This morning I spoke to a dear friend who is struggling with life-long depression. Listening to her reminded me of the phrase, ‘I am the creator of my own change.’ This lies at the heart of the Hoffman Process, a personal development programme, created in the 60s by an inspirational American, Bob Hoffman.
Over the decades, with the input of many extraordinary people who work as Hoffman teachers and support staff, it evolved from ‘evening classes’ spread over 13 weeks into the intensive eight-day residential process that it is today. These days the Hoffman Process is taught in over 14 countries across the world.
I did my own process 12 years ago. At the time I was feeling lost, unsure of what I wanted to do, and I had been on my own for almost twenty years. I decided the Hoffy, as it is affectionately referred to, could provide me with some answers.
I can’t say I experienced a blinding light during the week, because I didn’t. I wasn’t quite sure what I had got out of it when I went home either. But within six months I had signed up to do an MA in the Rhetoric and Rituals of Death (a subject I have been fascinated in since childhood).
Such was my rebellion against my father, an avid historian and public school master, that I turned my back on academia as soon as I sat my A’ levels. I failed one spectacularly, and managed to scrape a C in English for the other.
But I will always remember the moment that I walked into the University library for the first time. It felt as if all these books, all this learning, were there just for me. So began my love affair with academic learning. It had taken nigh on 30 years to allow it into my life.
You never knows what will happen once you open up to other possibilities. For instance, through my Masters dissertation I met my second husband, and also Dr Peter Fenwick, with whom I worked on an end-of-life experience research project. At the same time I trained a psychotherapist, which in turn led me to write my books, The D-Word: Talking about Dying, and Sex, Meaning and the Menopause. There’s more to come too.
Was it the Hoffy that changed my life? Yes and no. I realise now that the Hoffy was my enabler. The process carried me on a journey back to my childhood where I confronted and released unresolved issues and rebellion against my parents. It taught me the importance of compassion and forgiveness, and, in doing so, helped me to become the kind of adult I wanted to be. Simply put, even though I wasn’t aware of it at the time, I grew up during those eight days.
But it was me who did the work. No-one else could do it for me. It was my story, and only I knew what needed to be addressed. More important, I was finally ready to do this important work.
Listening to my friend struggling to make sense of her life made me urge her to find help. Awareness, as the Hoffman Process teaches, is the first step to our healing – my friend is fully aware that things aren’t right – but then we have to take some kind of action.
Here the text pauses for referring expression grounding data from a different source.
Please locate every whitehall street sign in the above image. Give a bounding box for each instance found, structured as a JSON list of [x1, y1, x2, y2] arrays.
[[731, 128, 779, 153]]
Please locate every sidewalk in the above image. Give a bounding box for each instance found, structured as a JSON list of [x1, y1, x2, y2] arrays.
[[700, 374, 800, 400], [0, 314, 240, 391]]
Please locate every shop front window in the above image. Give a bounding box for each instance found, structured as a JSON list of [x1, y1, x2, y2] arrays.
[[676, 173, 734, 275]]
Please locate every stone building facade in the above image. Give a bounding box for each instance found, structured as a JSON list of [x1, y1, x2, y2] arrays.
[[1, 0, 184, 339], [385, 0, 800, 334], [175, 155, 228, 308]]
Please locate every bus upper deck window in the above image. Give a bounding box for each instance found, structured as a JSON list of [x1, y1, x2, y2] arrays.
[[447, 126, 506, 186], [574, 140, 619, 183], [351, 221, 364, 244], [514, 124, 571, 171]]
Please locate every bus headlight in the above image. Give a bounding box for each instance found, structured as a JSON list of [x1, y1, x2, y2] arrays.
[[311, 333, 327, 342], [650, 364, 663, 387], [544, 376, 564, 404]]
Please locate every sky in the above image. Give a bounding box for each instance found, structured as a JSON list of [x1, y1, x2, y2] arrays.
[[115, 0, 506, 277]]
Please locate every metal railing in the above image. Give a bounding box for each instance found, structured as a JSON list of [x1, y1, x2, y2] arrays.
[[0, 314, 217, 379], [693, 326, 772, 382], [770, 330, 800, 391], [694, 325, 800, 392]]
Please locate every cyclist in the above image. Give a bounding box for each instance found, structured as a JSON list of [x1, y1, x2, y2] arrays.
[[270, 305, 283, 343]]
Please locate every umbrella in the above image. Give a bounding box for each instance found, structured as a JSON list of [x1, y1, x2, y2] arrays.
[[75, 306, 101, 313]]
We have to be courageous enough to reach out.
As I have experienced on my own journey, help is always there, and comes in all shapes and sizes. We just have to look for the right enabler, and then be willing to receive and learn from it. For some, this can be an enormous step. But as my friend said, ‘It’s gone on for too long, and I need to do something about it.’
Good for her – and now, indeed, it is up to her to take action. No-one can do this for her.
It’s also important to know that our healing journey is life-long. To have any hope of finding inner peace, we need to engage with it, and continue to honour it until the end of our days. The Hoffman Process has certainly helped me to do this.
1 comment
Jenny Cole
Thank you for saying really clearly what the Hoffman process did for you. I think it has done the same for me too, and calling it an ‘enabler’ has resonance. I am certainly making different choices post Hoffman.